「俺、人を見殺しにしたことがあるんだ」
親友の遼一が、何気ないふうに言った一言が
すべての始まりだった。
冬のある日、学校帰りの通学路で遼一は突然僕にそう言ってきた。何気ないふうに言ってきたものだから、僕は危うく聞き逃すところだったけど、その口調の雰囲気とは裏腹に、その言葉はずっしりと遼一の体にのしかかっているようだった。

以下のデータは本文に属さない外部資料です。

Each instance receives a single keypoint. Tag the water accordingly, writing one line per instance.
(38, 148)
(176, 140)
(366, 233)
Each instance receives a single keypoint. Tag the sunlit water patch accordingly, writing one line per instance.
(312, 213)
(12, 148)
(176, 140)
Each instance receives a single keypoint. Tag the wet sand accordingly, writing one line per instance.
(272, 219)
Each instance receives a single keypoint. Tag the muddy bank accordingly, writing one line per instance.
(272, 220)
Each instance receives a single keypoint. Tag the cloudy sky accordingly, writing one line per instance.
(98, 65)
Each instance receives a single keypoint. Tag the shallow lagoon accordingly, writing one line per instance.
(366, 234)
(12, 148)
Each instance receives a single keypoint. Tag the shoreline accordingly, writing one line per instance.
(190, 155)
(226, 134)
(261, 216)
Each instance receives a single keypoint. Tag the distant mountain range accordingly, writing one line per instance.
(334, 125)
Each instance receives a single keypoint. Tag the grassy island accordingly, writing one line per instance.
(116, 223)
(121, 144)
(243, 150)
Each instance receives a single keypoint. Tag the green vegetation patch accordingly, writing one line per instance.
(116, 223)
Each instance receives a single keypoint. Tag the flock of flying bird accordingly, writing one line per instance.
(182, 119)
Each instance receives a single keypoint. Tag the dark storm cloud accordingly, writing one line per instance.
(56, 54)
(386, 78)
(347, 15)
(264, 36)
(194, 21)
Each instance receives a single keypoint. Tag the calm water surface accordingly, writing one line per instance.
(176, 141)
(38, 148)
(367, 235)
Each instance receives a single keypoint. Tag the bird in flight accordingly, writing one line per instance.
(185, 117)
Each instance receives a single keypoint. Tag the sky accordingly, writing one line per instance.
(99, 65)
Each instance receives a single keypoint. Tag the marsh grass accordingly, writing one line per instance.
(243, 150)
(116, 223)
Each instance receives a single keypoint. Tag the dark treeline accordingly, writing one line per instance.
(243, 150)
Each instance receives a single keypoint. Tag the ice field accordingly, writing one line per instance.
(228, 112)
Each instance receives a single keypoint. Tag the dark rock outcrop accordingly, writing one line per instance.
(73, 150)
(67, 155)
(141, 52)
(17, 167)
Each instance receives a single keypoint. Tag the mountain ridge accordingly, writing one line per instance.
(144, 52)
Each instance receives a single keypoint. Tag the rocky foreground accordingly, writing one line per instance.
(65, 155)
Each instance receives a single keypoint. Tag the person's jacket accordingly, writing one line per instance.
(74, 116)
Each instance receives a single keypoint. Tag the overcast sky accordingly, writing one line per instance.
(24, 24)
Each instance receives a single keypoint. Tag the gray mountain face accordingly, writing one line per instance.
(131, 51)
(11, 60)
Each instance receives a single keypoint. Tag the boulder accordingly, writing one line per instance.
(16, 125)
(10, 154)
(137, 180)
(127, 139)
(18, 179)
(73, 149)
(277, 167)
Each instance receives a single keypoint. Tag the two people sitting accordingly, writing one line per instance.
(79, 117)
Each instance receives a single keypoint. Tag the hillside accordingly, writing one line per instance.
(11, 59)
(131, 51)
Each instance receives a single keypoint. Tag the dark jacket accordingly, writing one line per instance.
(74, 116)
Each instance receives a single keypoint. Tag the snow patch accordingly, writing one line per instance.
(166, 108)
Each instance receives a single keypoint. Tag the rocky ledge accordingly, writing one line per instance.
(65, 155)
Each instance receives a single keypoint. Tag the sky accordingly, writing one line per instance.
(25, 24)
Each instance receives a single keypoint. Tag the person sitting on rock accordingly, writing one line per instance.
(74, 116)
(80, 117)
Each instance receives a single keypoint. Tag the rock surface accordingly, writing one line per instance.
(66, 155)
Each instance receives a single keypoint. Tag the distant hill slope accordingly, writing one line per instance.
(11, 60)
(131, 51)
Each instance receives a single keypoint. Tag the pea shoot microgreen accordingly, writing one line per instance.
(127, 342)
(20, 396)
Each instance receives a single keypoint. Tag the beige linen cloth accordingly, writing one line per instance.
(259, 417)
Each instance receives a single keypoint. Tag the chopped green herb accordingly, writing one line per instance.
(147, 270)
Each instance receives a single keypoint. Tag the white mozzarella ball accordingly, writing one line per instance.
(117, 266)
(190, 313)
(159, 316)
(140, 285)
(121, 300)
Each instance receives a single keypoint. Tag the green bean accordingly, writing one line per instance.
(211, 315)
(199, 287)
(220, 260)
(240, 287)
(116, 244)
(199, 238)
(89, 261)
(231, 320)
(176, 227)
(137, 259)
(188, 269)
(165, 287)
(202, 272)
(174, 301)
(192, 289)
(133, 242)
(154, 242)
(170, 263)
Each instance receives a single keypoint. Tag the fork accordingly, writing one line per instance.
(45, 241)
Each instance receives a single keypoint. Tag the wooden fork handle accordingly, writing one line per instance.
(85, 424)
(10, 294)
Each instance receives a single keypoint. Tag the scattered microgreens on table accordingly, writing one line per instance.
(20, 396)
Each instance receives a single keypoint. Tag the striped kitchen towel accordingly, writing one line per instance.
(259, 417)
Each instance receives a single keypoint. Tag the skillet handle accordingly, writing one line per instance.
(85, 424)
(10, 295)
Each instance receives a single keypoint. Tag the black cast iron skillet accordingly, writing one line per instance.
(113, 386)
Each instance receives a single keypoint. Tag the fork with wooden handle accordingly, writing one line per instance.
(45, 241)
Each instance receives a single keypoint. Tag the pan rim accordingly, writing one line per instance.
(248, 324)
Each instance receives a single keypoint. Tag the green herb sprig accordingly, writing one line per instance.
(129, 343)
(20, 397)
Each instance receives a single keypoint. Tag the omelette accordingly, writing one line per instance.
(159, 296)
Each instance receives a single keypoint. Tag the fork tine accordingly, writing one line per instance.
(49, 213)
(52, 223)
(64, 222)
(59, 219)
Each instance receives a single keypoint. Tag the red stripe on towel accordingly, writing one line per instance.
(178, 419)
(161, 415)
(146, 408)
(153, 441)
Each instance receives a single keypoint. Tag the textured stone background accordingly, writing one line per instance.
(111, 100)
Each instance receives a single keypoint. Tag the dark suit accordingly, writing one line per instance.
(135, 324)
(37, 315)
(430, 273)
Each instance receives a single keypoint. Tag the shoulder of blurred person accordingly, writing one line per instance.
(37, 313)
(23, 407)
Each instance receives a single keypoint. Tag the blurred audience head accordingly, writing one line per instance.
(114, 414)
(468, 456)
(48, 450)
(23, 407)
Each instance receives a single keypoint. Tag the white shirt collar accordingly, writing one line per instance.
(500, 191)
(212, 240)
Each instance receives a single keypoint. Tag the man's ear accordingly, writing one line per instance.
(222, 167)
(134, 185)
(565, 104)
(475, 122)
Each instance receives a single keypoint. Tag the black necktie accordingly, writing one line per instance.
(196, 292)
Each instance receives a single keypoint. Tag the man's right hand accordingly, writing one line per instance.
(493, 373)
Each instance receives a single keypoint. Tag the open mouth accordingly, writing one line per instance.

とはいえ、僕は気の利いたことのひとつも言えない不器用な人間だから、そんな遼一になにも言ってやれなかった。遼一が紡ぎだすその言葉の真相。それをただ聞いただけの僕は、気まずいまま、遼一と別れてしまう。
事態が急変したのは、その日の夜だった。僕の家にかかってきた一本の電話。遼一がまだ家に帰っていないことを不審に思った、彼の母親からのものだった。
僕は衝動的に家を飛び出し、心当たりのある所を行きついで、遼一を探す。どこにもいない。途方に暮れる。そんな僕にかかってきた母からの電話。それは遼一が事故に遭ったという不吉な報せ。我も忘れて病院に駆けつけた僕を待ち受けていたのは、残酷な現実だった。
遼一は、僕の親友は、死んでしまった。
現実から目を背けていた僕は、遼一の母から聞いたある一言を思い出した。遼一が事故に遭ったトラックの運転手が奇妙な証言をしている、と。
その証言が本当ならば、遼一は誰かに殺されたことになる。
僕は親友の死を、ただの事故死で終わらせるつもりなど、毛頭なかった。遼一は、この世界にいる何者かに殺されたんだ。
僕は絶対に、犯人を見つけ出す。
その決意をもとに、僕は一人で捜査を始めた。
遼一は、僕たちの住む町にはびこる不良たちの集まり、通称『紅蓮』に時折出入りしていたことが分かった。
遼一の死後、僕のことを気にかけてくれた加賀美颯太とともに紅蓮の集まりに乗り込む。
遼一が生きていたら絶対に関わることがなかったであろう人たち。
僕一人で犯人を見つけると意固地になっていた僕は、紅蓮のメンバーの力を借りて、遼一の死の真相に近づいていく。
きっと一人だけじゃ、見つけられなかったことがある。
きっと一人だけじゃ、出会えなかった人がいる。
「俺、人を見殺しにしたことがあるんだ」
遼一は死の直前、僕に何故そう言い遺したのか。その発言は本当に正しかったのだろうか。
やがて辿りついた真実に、僕自身がすべてを覆されたような気分になった。